梨野礫・著作集

古稀を過ぎた老人が、これまでに綴った拙い文章の数々です。お読み捨てください。

大衆演劇・劇団素描「かつき夢二劇団」(座長・かつき夢二)

【かつき夢二劇団】(座長・かつき夢二)〈平成21年7月公演・石和スパランド内藤〉                                    昼の部、芝居の外題は「新月桂川」。この芝居、私は「鹿島順一劇団」、「近江飛龍劇団」で見聞済み、否が応でも、両者と比べてしまう。

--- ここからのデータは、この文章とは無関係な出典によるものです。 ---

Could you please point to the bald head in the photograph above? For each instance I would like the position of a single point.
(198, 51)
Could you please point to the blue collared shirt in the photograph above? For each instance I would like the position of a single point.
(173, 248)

その観点は、①座長がどの役を演じるか、②敵役(双子の兄弟)を誰が演じるか、③主役に絡む鳥追い女を誰が演じるか、である。その結果は以下の通りであった。①「鹿島劇団」・千鳥の安太郎(主役)、「近江劇団」・桂川親分の娘、「かつき劇団」・鳥追い女。②「鹿島劇団」・春大吉又は花道あきら、「近江劇団」・橘小寅丸、「かつき劇団」・小道具(生首)。③「鹿島劇団」・春日舞子、「近江劇団」・轟純平、「かつき劇団」座長・かつき夢二。という次第で、なぜか、当劇団の「新月桂川」は、敵役が登場しないという配役からして、両劇団から「水を空けられている」ように(私には)感じられた。桂川一家親分(初代・かつき浩二郎)、その娘(かつき稚乃)、鳥追い女(座長・かつき夢二)という配役に異存はない。ただ、「今後のため」とはいえ、兄貴分に若手・かつき慶二(21歳?)を起用、その弟分にベテラン・寿健二を配したのは「無理」というもの、今ひとつ舞台の景色は「彩り」を欠いていたように思う。
 夜の部、芝居の外題は「落語ばなし らくだの馬」。この噺の眼目は、馬太郎の兄貴分丁の目の半次(寿健二)と、屑屋(座長・かつき夢二)の「絡み」、長屋の大家の前で「死人にかっぽれ(カンカンノウの方が自然ではないか)を踊らせる」場面、通夜(お清め)の酒を無理矢理飲まされた屑屋が次第に「酒乱ぶり」を発揮、半次との支配関係が「逆転」するあたりだと思われるが、今日の舞台では、「死人の扱い」で笑いをとるドタバタ・アクションを強調しすぎ、落語本来の「間(ま)のおもしろさ」「変化(へんげ)のおもしろさ」は描出できなかったのではないか。(観客は大いに盛り上がっていたが、私自身は気が滅入るばかりであった。この程度の舞台なら「テレビ芸」と大差ない)
 歌謡舞踊ショー、出来映えは「水準並み」、特記する内容はなかったが、ただ一点、垣間見せた汐美翠穂の「舞姿」は「水準以上」、もう一度「じっくり観たい」舞台ではあった。